Moreover, in this study, subscription-based video streaming platforms were considered one broad category, but in reality, each platform has distinctive features and evidentially offers distinctive affordances that can lead to distinctive gratifications. In this context, it may be relevant to also look at the underlying business model of these platforms and take these different platform logics into account (see Klatt, 2022). Whereas Netflix is, for the most part, driven by subscriptions, Apple TV + and Amazon are built around a different business model logic aiming to lock in viewers in their respective massive ecosystems of services.
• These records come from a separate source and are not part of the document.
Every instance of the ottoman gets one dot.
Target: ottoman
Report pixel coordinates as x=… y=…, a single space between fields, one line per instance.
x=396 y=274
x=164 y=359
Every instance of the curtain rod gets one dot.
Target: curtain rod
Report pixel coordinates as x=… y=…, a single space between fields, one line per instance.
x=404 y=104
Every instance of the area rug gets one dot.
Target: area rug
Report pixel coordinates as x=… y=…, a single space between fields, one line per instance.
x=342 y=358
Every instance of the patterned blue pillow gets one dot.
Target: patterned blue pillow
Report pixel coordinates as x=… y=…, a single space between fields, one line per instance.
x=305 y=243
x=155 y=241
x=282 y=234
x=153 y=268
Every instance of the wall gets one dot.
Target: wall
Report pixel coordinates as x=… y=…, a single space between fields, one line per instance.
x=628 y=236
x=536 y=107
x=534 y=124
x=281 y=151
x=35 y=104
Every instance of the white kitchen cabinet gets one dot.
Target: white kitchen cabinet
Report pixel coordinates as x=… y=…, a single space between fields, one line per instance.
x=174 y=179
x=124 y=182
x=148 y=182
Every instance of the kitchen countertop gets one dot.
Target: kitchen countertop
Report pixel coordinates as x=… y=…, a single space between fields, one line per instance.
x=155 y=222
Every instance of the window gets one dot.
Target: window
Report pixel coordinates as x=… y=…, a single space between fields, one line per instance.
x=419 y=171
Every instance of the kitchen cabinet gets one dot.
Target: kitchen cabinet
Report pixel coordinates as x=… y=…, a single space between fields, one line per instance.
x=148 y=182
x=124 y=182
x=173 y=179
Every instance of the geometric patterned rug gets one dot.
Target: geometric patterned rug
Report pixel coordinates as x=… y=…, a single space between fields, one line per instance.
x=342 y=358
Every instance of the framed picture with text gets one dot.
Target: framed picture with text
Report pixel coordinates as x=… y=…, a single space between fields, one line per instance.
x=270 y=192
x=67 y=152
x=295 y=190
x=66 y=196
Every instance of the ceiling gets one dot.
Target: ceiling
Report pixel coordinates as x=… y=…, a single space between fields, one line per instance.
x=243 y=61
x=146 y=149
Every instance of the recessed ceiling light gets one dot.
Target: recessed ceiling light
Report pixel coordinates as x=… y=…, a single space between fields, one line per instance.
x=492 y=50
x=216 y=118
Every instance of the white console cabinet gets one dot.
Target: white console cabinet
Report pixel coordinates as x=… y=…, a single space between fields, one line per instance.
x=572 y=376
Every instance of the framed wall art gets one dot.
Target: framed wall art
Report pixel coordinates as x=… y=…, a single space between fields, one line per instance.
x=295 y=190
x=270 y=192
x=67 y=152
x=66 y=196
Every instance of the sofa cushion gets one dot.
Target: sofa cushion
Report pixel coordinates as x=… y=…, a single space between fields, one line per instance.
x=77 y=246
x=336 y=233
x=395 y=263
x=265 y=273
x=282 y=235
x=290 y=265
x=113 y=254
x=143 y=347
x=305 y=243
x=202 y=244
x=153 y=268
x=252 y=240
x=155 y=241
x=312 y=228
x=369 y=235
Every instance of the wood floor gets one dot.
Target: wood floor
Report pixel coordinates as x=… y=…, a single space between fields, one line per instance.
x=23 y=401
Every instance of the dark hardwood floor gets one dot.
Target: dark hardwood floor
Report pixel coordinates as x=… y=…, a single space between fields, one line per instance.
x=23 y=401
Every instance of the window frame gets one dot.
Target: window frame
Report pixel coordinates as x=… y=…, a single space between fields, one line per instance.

Similarly, competing platforms such as YouTube or TikTok but also many of the services operated by traditional television broadcasters provide ‘free’ access to content and gain revenues from advertising. Hence, it may be valuable to comprise the entire video streaming ecosystem and map the cannibalizing effect of advertising-based platforms on subscription-based platforms, and the relation of both with more traditional pay-television services. Not only would this advance our understanding of platform-oriented gratifications of digital media technology, but such results would also be highly relevant for practitioners, designers and digital strategists.